A New Cryptographic Signature Method for DomainKeys Identified Mail (DKIM)
Draft of message to be sent after approval:
From: The IESG <email@example.com> To: IETF-Announce <firstname.lastname@example.org> Cc: The IESG <email@example.com>, firstname.lastname@example.org, email@example.com, firstname.lastname@example.org, email@example.com, firstname.lastname@example.org, email@example.com Subject: Protocol Action: 'A new cryptographic signature method for DKIM' to Proposed Standard (draft-ietf-dcrup-dkim-crypto-14.txt) The IESG has approved the following document: - 'A new cryptographic signature method for DKIM' (draft-ietf-dcrup-dkim-crypto-14.txt) as Proposed Standard This document is the product of the DKIM Crypto Update Working Group.
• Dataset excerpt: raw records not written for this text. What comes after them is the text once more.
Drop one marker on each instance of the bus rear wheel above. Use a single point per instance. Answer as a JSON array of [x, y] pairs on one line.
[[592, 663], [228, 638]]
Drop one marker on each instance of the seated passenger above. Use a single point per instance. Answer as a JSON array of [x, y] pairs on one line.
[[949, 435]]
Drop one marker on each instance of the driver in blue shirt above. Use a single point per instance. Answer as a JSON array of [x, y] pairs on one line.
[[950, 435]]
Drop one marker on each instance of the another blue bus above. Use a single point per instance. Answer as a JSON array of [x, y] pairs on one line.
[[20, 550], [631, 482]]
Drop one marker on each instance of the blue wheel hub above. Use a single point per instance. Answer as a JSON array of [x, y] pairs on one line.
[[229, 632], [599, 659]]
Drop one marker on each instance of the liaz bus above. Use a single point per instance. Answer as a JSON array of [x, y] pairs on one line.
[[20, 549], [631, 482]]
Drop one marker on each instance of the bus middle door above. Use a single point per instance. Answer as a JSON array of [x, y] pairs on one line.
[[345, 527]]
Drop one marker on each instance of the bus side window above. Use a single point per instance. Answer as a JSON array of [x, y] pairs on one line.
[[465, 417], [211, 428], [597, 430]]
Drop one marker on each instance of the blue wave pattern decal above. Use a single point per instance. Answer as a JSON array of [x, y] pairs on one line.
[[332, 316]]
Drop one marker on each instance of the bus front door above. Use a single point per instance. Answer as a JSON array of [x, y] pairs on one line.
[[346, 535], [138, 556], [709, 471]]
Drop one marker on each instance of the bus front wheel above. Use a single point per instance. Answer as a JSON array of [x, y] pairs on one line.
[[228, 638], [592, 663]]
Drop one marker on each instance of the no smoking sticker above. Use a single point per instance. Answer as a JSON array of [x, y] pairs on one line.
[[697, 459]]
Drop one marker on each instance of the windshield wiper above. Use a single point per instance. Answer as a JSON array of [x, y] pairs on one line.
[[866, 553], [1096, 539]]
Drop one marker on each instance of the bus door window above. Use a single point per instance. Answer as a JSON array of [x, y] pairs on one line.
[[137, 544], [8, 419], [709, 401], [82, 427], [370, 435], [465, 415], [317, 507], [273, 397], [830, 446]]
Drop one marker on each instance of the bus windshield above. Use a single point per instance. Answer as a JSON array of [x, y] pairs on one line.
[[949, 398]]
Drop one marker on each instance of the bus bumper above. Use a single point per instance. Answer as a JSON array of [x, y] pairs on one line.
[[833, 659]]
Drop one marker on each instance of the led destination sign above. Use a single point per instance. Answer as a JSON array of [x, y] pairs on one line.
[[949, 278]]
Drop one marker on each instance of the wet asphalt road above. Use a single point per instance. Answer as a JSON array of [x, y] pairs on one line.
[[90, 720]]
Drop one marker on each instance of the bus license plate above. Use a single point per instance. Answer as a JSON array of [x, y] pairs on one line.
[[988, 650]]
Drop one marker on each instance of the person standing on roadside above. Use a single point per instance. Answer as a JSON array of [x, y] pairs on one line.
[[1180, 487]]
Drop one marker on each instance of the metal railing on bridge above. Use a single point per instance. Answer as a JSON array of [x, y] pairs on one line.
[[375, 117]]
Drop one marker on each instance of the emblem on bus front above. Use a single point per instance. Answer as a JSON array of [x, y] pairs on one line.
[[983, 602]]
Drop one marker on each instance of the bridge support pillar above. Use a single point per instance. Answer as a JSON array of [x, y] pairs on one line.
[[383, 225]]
The IESG contact persons are Adam Roach, Alexey Melnikov and Ben Campbell. A URL of this Internet Draft is: https://datatracker.ietf.org/doc/draft-ietf-dcrup-dkim-crypto/
Technical Summary DKIM [RFC6376] signs e-mail messages, by creating hashes of the message headers and body and signing the header hash with a digital signature. Message recipients fetch the signature verification key from the DNS. The defining documents specify a single signing algorithm, RSA [RFC3447]. This document adds a new stronger signing algorithm, Edwards-Curve Digital Signature Algorithm using the Curve25519 curve (ed25519), which has much shorter keys than RSA for similar levels of security. This is important in overcoming the practical limitations in storing long keys in DNS. Working Group Summary This document represents the consensus of the DCRUP working group. The need for longer DKIM signing keys has become more acute as compute power (and therefore the ability to factor short RSA keys) increases. Initially, two approaches were considered: (1) publication of key fingerprints (hashes), rather than RSA keys in DNS; (2) use of the ed25519 signing algorithm, which has shorter keys for equivalent cryptographic strength. Ultimately, approach (1) was discarded because (2) was sufficient to satisfy the goals of the specification. There was also significant discussion on the format to be used for publishing ed25529 public keys in DNS; a "raw key" format was adopted (without ASN1/DER wrapping). Document Quality The specification has received extensive review from significant members of the email community and input (such as algorithm selection) from WG technical advisor Eric Rescorla. Multiple interoperating implementations exist, including dkimpy-milter, exim, NoSpamProxy, and OpenDKIM. Personnel The Document Shepherd for this document is Jim Fenton. The responsible Area Director is Alexey Melnikov.